Survei Programme for International Students Assessment (PISA) tahun 2018 melibatkan 600 ribu anak berusia 15 tahun dari 79 negara. Survei ini dilakukan setiap tiga tahun sekali. Hasil survey PISA tahun 2018, menunjukkan bahwa 70% siswa di Indonesia memiliki kemampuan baca rendah, di bawah Level 2 dalam skala PISA. Artinya, siswa Indonesia bahkan tidak mampu sekadar menemukan gagasan utama maupun informasi penting di dalam suatu teks pendek. Tercatat skor membaca Indonesia sebesar 371 pada 2018. Angka ini merupakan titik terendah sejak tahun 2000. Bahkan, peringkat membaca Indonesia turun dari peringkat 64 menjadi 74 di antara negara-negara peserta.

Pada sisi berbeda, survei yang dilakukan oleh Perpustakaan Nasional tahun 2019 di 102 kabupaten/kota pada 34 provinsi dengan 3 parameter; (1). Frekuensi membaca per minggu (kali); (2). Durasi/intensitas membaca dalam sehari (jam); (3). Banyaknya bacaan telah dibaca selama 3 bulan terakhir (judul), menunjukkan indeks kegemaran membaca masyarakat Indonesia pada level sedang dengan nilai 53.84 dari rentang skor 0-100. Angka ini menunjukkan kenaikan tidak signifikan dari tahun sebelumnya (2018) dengan indeks 52.92 (sedang). Namun, perolehan ini naik signifikan dibanding tahun 2018, yaitu 36.48 (rendah).

Padahal, selama hampir 15 tahun, pemerintah telah menerbitkan berbagai kebijakan nasional untuk mengatasi krisis literasi ini.

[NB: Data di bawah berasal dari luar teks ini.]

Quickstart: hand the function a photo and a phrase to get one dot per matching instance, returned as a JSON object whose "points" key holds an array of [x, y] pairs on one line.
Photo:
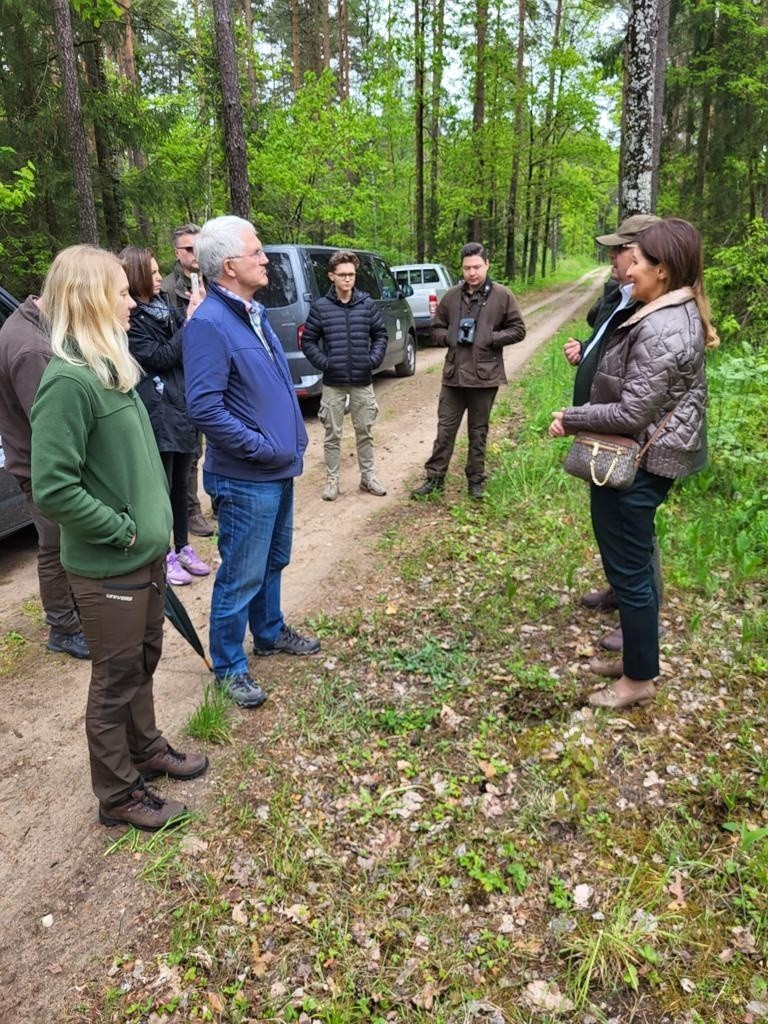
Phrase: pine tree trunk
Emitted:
{"points": [[109, 173], [510, 264], [438, 30], [475, 225], [76, 127], [235, 139], [419, 100]]}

Namun, alih-alih membaik, skor rata-rata membaca siswa di Indonesia pada PISA 2018 masih sama persis dengan hasil tahun 2000 ketika Indonesia pertama kali mengikuti PISA. Kegagalan ini terkait terbatasnya akses siswa di Indonesia terhadap bahan bacaan - yakni betapa sedikitnya buku bacaan berkualitas yang tersedia.

Kekurangan bahan bacaan pada masyarakat sangat erat kaitannya dengan jumlah produksi bahan bacaan per tahun. IKAPI sebagai asosiasi penerbit Indonesia mencatat, angka penerbitan Indonesia per tahun tidak jauh dari kisaran 30.000 judul buku per tahun. Jika IKAPI mencatat data penerbitan komersial, ini bisa dibandingkan dengan data dari Perpustakaan Nasional yang mendaftar ISBN bagi penerbitan komersial dan nonkomersial, rata-rata per tahun 75.016 judul atau 375.082 judul pada kurun waktu 2015--2019. Dengan demikian, penerbitan Indonesia masih didominasi oleh penerbitan nonkomersial yang umumnya dari perguruan tinggi dan lembaga pemerintah yang peredaran bukunya terbatas pada kalangan tertentu.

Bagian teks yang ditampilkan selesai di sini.